Nearly 50,000 people converged on Barcelona last week to grab a slice of the multi-billion dollar pie that is the mobile phone industry. Entry prices for the annual Mobile World Congress (MWC) are far too high for anyone who simply wants to gawp at the latest models - £530 to £4,300 depending on access rights.
Just about every device at MWC showed the influence of Apple's iPhone, with its sliding screens and multi-touch interface. Apple was conspicuously absent, as if it did not want to tarnish its image by consorting in public with the infrastructure providers, network engineers and operators that had made its latest cash-cow possible.
They may lack the Apple style with their dark suits and acronym-speak, but they are changing the world and they know it. Mobile phones, for better or for worse, are reaching places that have never seen fixed phones, and will give hundreds of millions of people their first online experience.
Manoj Kohli, chief executive of Indian operator Bharti Airtel, said that there are an astonishing 520 million mobile subscribers in India, a figure growing at 19 per cent a year. This means nearly five times as many phone screens as televisions in a country where just few years back you would be hard put to make a local call.
With markets like that up for grabs, the competition is feverish. Microsoft was back in the fray at MWC with the launch of the Windows Phone 7 operating system, which drops the PC Windows look-and-feel in favour of, yes, multi-touch and sliding screens.
Inevitably Windows Phone 7 looked something of a me-too product, but it would be a mistake to write Microsoft off: remember that Apple was first to mass-market (though not to invent) the desktop graphical interface, only to be spectacularly outsold by latecomer Windows.
Mobiles are a very different industry, but Microsoft can hardly lose. Its installed base will ensure healthy, if not dominant, sales of Windows Phone 7, and its back-end systems will be throwing services at mobile platforms of all flavours.
Smartphones, and tablets using the same processors, could actually widen the use of Windows. They are easily powerful enough to act as terminals fronting Windows applications running on remote servers, as in the Nirvana architecture proposed by OK Labs and Citrix. A similar setup is easily viable in a home or office Wi-Fi link to a Windows machine using the Remote Desktop Protocol.
A count of the new handsets at MWC, suggests that the Google-backed Android operating system is sweeping the world, but these are early days in the OS war. Samsung launched a new OS called Bada on a handset called Wave. It looked good, and more handsets using Bada are promised for this year.
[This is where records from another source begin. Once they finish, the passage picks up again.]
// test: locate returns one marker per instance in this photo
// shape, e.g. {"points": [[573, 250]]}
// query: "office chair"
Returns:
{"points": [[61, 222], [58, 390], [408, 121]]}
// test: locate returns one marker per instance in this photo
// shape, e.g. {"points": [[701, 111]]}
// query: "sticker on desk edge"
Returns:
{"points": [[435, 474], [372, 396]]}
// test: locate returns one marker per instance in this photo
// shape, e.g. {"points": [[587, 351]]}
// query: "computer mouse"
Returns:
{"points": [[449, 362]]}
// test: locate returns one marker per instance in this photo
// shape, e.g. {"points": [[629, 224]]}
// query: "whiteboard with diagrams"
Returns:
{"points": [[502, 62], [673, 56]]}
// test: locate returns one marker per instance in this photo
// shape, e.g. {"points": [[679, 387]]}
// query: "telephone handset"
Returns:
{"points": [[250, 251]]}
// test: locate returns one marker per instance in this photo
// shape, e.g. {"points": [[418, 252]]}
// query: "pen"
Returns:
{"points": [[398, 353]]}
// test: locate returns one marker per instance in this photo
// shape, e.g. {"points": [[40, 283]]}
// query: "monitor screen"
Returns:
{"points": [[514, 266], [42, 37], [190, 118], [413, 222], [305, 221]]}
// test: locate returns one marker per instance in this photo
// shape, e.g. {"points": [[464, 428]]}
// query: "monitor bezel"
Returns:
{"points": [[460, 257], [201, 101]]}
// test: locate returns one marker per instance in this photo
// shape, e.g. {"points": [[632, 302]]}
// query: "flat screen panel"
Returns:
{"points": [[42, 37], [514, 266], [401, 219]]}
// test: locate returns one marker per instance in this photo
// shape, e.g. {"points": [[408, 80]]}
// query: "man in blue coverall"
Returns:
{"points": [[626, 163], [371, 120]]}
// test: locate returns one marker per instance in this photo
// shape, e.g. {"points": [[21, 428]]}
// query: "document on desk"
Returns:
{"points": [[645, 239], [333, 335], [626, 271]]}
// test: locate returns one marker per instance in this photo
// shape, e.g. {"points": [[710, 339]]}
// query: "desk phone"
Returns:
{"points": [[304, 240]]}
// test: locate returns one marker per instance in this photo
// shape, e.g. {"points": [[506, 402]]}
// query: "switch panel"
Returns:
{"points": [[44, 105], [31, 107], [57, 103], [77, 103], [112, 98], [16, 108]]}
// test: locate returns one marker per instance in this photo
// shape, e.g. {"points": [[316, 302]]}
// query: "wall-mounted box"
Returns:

These platforms show that if the iPhone is cool it is not exclusively so. But the OS proliferation is becoming a problem because application developers have too many targets to aim at. This is one reason Nokia and Intel announced the merger of their development platforms into a new Linux-based one called MeeGo. The other reason, of course, is to stave off the threat from Android.
Fifteen mobile operators, including Telefónica, ATT and Orange, have set up an organisation called the Wholesale Applications Community, hoping to provide developers with a single entry point to market with open standards to help create applications across a variety of platforms.
The operators, noting that Apple's App Store logged its three billionth download last month, also want a slice of the action. They have a point in saying that it is their huge investments and flat-fee mobile broadband charges that have turned handsets into a viable content delivery platform, a global market for apps, music, video, news and other content.